Although sickness behavior is unpleasant, researchers think the symptoms we suffer during a viral or bacterial infection are beneficial, enabling us to divert our energy to fighting the pathogens that have invaded our bodies.
Feelings of malaise, low mood and muddled thinking go hand-in-hand with having a cold and may be due to changes deep inside the brain instead of the cold symptoms themselves, says a study in Brain, Behavior and Immunity. Research has shown the common cold can affect attention, behavior and cognitive function, even when symptoms aren't present.
As soon as your body detects an invading bug, your immune system kicks into action and triggers the release of several specific types of cytokines, shows research from Concordia College in Minnesota. These small proteins perform a lot of different functions, but they’re basically your immune system’s messengers, alerting your central nervous system that you’re sick and need to mount a counter-attack.
Unfortunately, while they’re triggering your immune system’s defenses, cytokines also mess with your brain chemistry, explains Andrew Smith, Ph.D., a health researcher and psychologist at Cardiff University in the U.K. Research from the University of Illinois, Urbana-Champaign shows your mood is one of the first things to change when you catch a cold. Both men and women tend to get pissy and quick-tempered, and experience something psychologists refer to as “negative affect,” which is a fancy term for feeling crummy about yourself and life in general.
Smith’s experiments have found that the flood of illness-related chemicals in your head also screws with your mental performance, specifically alertness and reaction time. This may explain why people who are sick have problems behind the wheel. Compared to healthy drivers, sickies bump into more curbs and tailgate other vehicles while failing to detect collisions, according to another of Smith’s studies.

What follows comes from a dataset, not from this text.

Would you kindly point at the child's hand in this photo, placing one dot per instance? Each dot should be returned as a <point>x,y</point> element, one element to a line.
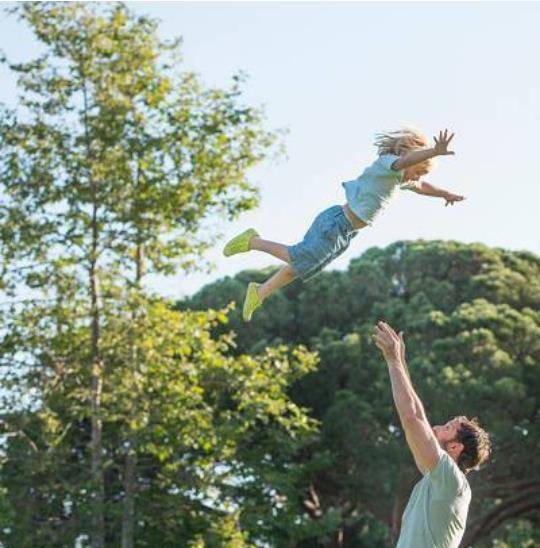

Your ability to synthesize verbal information also falters, research suggest, while changes to the activity in your brain’s frontal lobes may lead to problems with your psychomotor functions, which includes coordination, strength, speed, and balance. There’s also evidence from a University of Southampton (U.K.) experiment that being sick jumbles your brain’s ability to store new information and memories. While people did fine on most memory tests, their performance suffered when it came to repeating tasks they’d learned while ill.
Thankfully, research shows most of your mental and psychological fogginess lifts along with your other cold symptoms. But, for reasons that science hasn’t figured out, your reaction time is still slower a week after your illness passes, Smith’s experiments have found.
Apart from killing your cold with lots of rest and plenty of fluids, studies indicate there’s not much you can do to offset the unfortunate brain drain associated with your illness. But at least when it comes to your alertness, Smith offers one simple solution: caffeine. His research shows a little coffee or other caffeinated drink can help sharpen your brain even when you’re unwell.